I thought I would do a topic on dangerous things for the new mums.

Never leave a headcollar on a mare with a foal at foot. Stumbling little foals can get their little feet caught in the mares headcollar and it could be tragic. Cassie can tell you just how terrible it is.

ALWAYS remove headcollars after the birth.

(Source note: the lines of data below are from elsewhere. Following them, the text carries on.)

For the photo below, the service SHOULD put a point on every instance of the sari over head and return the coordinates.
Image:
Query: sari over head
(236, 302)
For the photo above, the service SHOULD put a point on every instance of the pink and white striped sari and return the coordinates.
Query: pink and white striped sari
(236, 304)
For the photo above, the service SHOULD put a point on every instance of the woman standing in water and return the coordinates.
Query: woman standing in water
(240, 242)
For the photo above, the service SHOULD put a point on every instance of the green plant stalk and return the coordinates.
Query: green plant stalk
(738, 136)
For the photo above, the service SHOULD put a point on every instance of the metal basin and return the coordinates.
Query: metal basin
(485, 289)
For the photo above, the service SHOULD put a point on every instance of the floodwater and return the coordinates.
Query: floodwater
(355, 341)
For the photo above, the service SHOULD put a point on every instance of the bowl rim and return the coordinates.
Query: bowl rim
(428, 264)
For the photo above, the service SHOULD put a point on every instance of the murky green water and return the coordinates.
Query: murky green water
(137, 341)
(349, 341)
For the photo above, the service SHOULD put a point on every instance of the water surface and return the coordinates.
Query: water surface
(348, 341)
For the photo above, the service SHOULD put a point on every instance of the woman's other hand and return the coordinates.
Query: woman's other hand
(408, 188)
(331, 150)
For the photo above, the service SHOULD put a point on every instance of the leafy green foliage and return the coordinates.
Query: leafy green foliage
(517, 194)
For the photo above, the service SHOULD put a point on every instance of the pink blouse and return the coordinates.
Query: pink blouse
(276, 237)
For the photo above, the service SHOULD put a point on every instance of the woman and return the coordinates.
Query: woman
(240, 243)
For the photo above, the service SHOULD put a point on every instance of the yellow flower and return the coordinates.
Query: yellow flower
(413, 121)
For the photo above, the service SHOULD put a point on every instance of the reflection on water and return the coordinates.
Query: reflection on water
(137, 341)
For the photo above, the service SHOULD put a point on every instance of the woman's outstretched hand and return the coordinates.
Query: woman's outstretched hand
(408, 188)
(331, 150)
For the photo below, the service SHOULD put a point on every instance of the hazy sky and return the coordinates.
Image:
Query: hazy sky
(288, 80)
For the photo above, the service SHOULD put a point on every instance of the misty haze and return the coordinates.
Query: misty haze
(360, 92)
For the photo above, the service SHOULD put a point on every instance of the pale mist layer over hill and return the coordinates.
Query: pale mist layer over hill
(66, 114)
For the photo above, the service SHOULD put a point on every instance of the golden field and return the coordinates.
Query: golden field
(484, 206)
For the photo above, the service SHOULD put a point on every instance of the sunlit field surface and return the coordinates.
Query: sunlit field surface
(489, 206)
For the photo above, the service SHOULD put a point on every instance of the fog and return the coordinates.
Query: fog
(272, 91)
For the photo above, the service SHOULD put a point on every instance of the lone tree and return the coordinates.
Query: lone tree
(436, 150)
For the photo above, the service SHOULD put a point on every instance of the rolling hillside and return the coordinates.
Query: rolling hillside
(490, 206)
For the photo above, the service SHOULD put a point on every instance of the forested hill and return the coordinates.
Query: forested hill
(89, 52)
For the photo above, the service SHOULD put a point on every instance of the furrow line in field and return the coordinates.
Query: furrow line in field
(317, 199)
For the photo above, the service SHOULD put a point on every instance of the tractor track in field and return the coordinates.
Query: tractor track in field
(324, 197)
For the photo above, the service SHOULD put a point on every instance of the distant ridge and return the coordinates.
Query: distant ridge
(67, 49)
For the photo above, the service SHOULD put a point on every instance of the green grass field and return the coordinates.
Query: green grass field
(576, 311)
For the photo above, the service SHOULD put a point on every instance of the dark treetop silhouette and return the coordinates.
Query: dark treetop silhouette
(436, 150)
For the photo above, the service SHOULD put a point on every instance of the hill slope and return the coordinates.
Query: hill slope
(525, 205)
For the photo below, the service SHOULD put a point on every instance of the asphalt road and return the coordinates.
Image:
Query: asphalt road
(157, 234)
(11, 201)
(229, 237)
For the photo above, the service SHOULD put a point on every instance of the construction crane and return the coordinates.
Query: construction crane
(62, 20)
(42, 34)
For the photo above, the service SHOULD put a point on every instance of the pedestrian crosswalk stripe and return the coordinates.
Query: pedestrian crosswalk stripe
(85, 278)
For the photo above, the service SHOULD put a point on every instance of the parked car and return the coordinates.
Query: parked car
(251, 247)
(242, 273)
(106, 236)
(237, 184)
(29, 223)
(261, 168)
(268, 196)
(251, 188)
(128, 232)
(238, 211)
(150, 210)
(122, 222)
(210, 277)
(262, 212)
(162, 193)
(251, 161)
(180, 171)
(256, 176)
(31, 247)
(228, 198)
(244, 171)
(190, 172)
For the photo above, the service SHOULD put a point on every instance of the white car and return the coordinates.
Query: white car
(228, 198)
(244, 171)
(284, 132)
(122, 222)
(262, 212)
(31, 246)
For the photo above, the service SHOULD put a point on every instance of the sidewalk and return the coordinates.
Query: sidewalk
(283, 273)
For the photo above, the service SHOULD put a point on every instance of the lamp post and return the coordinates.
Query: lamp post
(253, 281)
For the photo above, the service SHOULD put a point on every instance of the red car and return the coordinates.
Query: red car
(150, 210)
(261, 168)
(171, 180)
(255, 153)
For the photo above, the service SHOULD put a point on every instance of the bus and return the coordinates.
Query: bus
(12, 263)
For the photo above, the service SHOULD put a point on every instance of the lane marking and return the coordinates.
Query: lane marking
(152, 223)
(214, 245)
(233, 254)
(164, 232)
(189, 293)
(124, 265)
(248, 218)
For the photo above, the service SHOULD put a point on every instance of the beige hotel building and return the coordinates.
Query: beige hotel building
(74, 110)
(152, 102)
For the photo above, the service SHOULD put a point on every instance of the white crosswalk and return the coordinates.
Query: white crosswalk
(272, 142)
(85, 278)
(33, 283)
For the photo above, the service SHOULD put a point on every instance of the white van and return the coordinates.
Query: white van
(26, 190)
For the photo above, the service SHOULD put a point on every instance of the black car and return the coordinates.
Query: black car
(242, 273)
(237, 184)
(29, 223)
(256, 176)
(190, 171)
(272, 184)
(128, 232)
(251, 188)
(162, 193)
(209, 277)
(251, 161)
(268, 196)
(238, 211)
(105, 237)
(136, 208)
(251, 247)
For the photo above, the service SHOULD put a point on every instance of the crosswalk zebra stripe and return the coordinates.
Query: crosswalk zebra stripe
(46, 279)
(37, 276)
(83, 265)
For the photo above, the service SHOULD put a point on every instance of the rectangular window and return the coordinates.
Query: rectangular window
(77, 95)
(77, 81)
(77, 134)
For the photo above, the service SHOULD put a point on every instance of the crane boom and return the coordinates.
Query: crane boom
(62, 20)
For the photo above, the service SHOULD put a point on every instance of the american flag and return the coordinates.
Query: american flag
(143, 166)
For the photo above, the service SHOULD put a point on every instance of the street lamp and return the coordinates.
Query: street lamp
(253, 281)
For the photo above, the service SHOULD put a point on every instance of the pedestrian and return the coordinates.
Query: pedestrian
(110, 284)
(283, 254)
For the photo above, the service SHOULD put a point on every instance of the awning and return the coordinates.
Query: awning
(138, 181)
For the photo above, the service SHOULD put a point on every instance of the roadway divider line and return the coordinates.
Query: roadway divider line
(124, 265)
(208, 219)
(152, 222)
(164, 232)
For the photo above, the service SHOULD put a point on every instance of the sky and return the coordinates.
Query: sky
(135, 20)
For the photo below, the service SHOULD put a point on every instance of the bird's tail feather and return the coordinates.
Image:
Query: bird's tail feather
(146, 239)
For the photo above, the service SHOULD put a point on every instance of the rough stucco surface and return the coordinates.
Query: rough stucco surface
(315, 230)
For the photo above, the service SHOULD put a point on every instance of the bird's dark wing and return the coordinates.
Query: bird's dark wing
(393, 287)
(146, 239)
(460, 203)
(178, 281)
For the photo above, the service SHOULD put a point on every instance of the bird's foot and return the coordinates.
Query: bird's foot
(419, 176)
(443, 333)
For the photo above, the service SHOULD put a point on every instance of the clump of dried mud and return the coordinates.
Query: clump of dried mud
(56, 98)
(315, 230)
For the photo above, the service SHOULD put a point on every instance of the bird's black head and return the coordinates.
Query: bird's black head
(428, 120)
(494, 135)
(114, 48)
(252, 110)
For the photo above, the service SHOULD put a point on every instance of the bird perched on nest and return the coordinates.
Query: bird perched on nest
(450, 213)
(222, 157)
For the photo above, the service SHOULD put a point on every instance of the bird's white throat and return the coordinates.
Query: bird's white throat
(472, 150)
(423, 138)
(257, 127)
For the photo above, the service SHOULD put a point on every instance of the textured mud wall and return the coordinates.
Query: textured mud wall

Also please read what my friend Tami of Triple K just posted this morning on FB about her foal blanket:


Please horse lovers take a second to read this!!!! Last night we have a beautiful tiny perfect little filly born, she was born around midnight, at 5 am I received a phone call from my dear friend Judy from CA and Carol from FL, telling me to hurry and get to this little fillies stall, DO NOT USE ANY FOAL BLANKETS THAT ARE CLOSED IN FRONT, BE SURE THEY HAVE VELCRO , THIS LITTLE FILLY WAS BEING DRAGGED AROUND THE STALL BY HER DAM, THE MARE HAD GOTTEN HER LEG THRU THE NECK OPENING OF THE NEWBORN FILLY AND WAS DRAGGING THE BABY AROUND THE STALL, THE FILLY WAS LIMP WHEN i GOT TO HER, AND THE BLANKET WAS TWISTED SO TIGHT SHE WAS ALMOST BEING STRANGLED, WHEN i GOT THE MARES LEG OUT OF THE OPENING, THE FILLY WAS HARDLY ALIVE, THIS HAS TAUGHT ME TO be sure ALL YOUR FOAL BLANKETS HAVE VELCRO IN THE FRONT,the filly is doing fine, thanks 



 
 
All foal pj's must have velcro at the front.
 
Thanks for taking the time to read. Safe foaling everyone.


----------



## targetsmom

If you MUST leave a halter on a mare (we have one of those) then either use a purchased mini breakaway halter with a lightweight leather "fuse" or make your own. If you remove the piece of leather or nylon that connects the upper near-side ring with the buckle and replace it with a piece of ribbon, you will have your own safety halter. The buckle will look a little flimsy but should be fine once on the horse. Toffee's halter has been like this for months and the ribbon only broke once, which is of course what it is supposed to do when the halter gets caught! A ribbon will be even easier for a foal to break than a leather fuse.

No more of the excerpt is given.